知床事故、船首側ハッチから浸水し沈没か…運輸安全委員会が来週中にも調査内容公表へ
北海道・知床半島沖で今年4月に起きた観光船「KAZU I(カズワン)」(乗客乗員26人)の事故で、運輸安全委員会が、船倉への出入り口となる船首側のハッチが閉まっておらず、船倉に海水が入り込み沈没した可能性が高いとみていることが、関係者への取材でわかった。
運輸安全委員会は来週中にも、こうした調査内容を公表する方向で調整している。
関係者によると、船首のハッチは本来、密閉するカバーが付いている。
しかし、事故後に沈没地点付近の海底でカバーが見つかっており、閉まっていなかったカバーが、航行中に外れた可能性があるという。
事故当時、カズワンからは「船首浸水、沈んでいる。エンジン使えない」との118番通報があった。

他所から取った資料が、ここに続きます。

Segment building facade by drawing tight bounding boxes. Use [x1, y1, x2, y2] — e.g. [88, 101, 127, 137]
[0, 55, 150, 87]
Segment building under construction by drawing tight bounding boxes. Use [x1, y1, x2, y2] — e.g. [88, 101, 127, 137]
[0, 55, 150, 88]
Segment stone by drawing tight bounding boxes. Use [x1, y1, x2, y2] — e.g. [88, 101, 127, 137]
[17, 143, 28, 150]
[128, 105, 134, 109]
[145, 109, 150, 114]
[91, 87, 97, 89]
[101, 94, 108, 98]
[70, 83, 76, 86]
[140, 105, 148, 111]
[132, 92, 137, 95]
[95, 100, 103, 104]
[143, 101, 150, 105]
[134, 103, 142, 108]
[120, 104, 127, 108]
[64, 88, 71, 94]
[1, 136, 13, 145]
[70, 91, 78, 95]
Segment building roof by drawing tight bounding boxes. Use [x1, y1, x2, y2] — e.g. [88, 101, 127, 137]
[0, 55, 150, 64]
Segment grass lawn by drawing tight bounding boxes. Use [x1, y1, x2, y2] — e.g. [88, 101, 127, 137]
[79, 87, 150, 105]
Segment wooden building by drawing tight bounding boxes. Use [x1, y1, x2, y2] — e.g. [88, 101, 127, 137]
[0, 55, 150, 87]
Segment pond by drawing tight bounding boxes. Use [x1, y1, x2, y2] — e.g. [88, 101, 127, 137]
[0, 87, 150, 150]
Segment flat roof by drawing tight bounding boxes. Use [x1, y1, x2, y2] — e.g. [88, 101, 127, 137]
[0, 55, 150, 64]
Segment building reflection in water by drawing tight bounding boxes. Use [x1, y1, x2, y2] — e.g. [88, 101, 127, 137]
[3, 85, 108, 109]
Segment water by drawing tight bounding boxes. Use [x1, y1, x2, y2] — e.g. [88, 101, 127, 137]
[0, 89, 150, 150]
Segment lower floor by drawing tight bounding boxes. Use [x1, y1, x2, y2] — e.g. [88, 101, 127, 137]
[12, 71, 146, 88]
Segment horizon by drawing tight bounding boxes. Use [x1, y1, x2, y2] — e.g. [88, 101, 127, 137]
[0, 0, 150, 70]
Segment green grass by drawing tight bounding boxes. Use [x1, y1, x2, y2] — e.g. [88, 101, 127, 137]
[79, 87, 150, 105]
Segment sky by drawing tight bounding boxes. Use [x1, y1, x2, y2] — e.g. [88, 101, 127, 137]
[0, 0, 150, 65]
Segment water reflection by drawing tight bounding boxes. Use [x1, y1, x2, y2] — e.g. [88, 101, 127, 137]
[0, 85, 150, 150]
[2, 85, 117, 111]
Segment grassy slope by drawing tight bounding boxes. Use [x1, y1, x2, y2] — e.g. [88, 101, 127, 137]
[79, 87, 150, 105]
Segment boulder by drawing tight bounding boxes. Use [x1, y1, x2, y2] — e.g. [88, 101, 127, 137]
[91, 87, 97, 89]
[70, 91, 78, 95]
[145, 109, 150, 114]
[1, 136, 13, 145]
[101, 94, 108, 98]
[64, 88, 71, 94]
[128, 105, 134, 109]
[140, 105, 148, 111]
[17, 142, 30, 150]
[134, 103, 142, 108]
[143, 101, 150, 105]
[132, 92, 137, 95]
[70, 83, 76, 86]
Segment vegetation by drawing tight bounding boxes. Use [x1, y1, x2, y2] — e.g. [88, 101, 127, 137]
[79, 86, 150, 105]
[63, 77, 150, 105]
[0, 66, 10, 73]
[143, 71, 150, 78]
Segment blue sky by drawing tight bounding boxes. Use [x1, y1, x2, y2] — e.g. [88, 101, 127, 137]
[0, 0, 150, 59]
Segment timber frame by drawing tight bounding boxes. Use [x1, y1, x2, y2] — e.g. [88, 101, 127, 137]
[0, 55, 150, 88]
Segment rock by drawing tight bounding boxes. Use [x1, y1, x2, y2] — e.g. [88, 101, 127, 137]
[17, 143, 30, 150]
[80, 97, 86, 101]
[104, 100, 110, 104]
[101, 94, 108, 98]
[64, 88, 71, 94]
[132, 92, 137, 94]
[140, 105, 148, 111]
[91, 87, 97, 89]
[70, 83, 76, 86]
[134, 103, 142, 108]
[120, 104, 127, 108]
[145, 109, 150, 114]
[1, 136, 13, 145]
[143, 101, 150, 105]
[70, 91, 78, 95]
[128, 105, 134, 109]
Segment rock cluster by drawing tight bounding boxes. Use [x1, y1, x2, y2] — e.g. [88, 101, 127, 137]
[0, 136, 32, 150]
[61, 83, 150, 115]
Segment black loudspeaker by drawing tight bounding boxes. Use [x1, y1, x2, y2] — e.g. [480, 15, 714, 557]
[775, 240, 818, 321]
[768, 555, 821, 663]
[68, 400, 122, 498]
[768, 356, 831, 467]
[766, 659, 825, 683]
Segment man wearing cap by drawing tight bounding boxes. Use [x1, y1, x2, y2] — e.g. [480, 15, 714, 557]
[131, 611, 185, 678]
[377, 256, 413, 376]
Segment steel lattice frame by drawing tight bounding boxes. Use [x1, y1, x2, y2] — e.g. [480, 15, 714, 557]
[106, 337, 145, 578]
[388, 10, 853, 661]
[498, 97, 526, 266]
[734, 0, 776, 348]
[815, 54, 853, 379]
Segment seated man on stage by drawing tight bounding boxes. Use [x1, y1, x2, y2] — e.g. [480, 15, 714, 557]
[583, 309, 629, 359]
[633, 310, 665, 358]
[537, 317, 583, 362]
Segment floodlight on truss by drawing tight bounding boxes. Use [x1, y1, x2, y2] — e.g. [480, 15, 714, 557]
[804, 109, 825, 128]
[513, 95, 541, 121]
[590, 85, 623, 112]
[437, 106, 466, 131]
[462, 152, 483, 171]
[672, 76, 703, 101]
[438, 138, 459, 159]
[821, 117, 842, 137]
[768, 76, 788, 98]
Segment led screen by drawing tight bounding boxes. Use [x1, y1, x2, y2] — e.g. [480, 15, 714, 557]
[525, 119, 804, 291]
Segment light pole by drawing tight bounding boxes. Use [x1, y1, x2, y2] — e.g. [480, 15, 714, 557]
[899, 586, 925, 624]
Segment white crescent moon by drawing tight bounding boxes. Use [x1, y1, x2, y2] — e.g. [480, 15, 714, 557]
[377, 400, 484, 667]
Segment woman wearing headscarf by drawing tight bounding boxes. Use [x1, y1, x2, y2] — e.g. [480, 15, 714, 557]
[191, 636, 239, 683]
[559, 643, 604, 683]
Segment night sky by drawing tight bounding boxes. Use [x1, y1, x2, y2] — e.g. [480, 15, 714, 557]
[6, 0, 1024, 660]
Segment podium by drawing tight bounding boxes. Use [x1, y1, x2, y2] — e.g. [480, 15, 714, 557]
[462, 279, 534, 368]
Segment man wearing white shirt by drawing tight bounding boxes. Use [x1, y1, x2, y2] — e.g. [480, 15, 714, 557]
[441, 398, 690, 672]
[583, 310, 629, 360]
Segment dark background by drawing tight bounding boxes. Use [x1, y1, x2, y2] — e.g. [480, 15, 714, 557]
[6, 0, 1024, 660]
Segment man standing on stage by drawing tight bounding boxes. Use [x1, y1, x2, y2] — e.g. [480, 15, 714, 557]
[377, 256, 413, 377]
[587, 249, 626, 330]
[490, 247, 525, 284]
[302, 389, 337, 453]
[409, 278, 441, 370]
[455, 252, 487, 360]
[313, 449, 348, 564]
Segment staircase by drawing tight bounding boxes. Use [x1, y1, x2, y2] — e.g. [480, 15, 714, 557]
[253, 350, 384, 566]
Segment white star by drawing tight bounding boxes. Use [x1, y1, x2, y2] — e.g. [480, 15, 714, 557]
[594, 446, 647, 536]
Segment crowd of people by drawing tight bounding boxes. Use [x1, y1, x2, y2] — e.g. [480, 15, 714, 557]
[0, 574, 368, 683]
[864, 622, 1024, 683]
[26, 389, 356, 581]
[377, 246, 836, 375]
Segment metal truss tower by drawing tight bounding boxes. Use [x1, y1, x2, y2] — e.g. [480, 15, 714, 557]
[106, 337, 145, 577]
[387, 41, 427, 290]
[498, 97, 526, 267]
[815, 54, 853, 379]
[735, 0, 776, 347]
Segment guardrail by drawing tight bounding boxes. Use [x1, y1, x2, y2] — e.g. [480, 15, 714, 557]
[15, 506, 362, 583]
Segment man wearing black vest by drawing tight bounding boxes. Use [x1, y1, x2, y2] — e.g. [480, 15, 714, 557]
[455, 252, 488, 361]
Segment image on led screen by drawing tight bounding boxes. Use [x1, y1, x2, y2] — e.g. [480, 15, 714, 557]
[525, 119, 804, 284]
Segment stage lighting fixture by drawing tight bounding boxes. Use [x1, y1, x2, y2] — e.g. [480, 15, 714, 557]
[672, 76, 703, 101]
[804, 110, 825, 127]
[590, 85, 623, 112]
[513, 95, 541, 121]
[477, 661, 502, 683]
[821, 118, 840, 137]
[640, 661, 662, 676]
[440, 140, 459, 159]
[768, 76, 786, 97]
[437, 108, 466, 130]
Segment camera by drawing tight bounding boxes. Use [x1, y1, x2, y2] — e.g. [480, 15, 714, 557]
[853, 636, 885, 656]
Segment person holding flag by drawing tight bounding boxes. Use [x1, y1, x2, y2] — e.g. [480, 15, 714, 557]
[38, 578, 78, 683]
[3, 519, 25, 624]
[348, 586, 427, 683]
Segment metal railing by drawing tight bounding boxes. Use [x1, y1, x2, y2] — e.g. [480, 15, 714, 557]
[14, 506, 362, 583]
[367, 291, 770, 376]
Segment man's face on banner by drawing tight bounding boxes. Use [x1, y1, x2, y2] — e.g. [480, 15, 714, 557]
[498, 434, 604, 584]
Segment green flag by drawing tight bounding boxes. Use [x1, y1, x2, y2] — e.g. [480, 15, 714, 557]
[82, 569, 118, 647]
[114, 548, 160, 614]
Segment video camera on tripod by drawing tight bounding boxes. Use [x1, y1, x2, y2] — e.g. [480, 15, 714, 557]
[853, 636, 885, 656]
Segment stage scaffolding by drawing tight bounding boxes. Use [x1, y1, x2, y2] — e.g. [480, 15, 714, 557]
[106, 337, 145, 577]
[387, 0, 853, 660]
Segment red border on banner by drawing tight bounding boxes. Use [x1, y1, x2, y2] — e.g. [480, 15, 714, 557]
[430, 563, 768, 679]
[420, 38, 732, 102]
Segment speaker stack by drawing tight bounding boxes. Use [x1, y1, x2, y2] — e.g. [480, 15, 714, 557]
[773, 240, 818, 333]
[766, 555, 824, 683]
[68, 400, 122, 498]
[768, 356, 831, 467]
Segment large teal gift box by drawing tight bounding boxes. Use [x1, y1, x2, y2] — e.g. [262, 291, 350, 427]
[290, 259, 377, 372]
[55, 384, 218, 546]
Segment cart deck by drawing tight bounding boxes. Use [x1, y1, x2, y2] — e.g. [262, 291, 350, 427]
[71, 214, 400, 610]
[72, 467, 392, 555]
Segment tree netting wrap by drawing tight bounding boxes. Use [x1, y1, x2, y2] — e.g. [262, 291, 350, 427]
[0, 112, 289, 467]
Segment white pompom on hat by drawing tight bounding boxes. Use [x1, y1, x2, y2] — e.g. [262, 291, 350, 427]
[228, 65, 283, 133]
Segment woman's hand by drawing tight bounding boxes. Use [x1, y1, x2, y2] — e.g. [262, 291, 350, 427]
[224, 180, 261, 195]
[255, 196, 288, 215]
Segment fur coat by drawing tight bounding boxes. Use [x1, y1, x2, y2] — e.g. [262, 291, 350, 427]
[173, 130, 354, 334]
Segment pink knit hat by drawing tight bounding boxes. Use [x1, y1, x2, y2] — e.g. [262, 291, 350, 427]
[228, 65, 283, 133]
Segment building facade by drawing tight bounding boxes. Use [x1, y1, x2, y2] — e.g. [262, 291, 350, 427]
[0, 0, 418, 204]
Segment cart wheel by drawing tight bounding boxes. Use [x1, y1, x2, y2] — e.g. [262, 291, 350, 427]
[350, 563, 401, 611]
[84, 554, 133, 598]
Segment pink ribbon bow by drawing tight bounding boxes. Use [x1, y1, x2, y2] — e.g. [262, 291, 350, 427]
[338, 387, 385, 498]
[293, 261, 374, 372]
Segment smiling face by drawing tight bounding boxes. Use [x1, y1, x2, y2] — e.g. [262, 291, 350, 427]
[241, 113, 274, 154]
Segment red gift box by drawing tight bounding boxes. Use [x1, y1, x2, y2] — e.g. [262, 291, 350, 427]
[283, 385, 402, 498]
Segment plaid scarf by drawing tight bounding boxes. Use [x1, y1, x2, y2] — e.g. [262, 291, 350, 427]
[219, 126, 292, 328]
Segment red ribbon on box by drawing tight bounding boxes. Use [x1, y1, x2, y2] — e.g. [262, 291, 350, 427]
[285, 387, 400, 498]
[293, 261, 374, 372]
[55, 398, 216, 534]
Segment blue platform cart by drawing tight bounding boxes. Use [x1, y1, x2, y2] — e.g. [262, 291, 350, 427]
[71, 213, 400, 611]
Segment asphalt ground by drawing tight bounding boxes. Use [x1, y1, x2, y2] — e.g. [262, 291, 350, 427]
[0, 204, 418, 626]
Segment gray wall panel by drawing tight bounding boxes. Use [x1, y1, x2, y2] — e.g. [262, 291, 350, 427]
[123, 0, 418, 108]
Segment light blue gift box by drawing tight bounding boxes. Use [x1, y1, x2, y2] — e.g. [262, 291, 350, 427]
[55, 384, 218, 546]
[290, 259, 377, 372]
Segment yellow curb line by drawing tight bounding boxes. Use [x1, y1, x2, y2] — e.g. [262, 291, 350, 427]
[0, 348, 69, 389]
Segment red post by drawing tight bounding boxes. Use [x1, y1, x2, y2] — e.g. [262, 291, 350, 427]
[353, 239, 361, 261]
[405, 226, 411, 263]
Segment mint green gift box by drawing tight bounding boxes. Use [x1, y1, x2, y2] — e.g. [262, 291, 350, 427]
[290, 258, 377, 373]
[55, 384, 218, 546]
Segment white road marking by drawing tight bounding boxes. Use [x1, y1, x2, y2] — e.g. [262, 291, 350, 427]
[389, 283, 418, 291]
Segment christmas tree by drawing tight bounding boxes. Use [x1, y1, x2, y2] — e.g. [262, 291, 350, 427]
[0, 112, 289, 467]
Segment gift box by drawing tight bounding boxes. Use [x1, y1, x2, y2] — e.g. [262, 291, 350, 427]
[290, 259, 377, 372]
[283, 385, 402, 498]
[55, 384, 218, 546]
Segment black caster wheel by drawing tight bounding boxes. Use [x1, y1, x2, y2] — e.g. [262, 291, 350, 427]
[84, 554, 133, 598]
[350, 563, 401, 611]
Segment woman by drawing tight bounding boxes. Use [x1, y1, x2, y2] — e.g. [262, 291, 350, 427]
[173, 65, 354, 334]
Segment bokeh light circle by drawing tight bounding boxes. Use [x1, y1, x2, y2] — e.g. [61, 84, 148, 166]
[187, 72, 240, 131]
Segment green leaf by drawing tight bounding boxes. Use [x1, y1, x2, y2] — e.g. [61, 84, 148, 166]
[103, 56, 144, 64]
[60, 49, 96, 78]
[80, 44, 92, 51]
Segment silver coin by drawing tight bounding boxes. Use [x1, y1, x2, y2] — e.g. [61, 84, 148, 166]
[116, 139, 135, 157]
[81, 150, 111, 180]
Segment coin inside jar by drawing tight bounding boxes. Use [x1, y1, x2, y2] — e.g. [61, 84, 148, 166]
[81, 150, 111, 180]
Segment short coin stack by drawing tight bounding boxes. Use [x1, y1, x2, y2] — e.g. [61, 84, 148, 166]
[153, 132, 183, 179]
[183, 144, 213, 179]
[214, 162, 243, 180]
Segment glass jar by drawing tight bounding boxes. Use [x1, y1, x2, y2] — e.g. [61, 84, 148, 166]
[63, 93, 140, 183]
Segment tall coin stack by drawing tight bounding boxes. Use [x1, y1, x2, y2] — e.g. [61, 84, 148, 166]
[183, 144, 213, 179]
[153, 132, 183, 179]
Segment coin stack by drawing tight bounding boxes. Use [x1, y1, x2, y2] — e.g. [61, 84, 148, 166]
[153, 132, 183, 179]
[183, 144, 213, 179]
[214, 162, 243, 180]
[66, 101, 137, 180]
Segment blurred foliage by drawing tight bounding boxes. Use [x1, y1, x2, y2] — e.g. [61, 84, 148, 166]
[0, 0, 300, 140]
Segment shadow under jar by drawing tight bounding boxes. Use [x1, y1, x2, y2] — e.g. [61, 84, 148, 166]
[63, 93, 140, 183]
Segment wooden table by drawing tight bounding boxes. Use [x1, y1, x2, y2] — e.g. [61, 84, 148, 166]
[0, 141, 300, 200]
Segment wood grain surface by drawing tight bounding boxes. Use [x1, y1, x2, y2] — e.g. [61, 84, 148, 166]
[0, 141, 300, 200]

運輸安全委員会は、ハッチから船首下部の船倉に海水が流れ込んだとみている。
カズワンの甲板の下は、船倉のほか、エンジンがある「機関室」、 舵かじ を動かす機械がある「 舵機だき 室」など4区画に分かれている。
各区画は隔壁で仕切られているが、沈没後に船体を引き揚げ調べたところ、隔壁3枚に穴が開けられていた。
運輸安全委員会は、この穴を通り船倉から入った海水が機関室などにも広がったとみている。
事故では、船長を含む20人の死亡を確認、6人が行方不明となっており、海上保安庁が業務上過失致死容疑で捜査を続けている。
国土交通省が設置した事故対策検討委員会は、今月中に再発防止策を取りまとめる予定で、運輸安全委員会の調査内容を対策に反映することを検討する。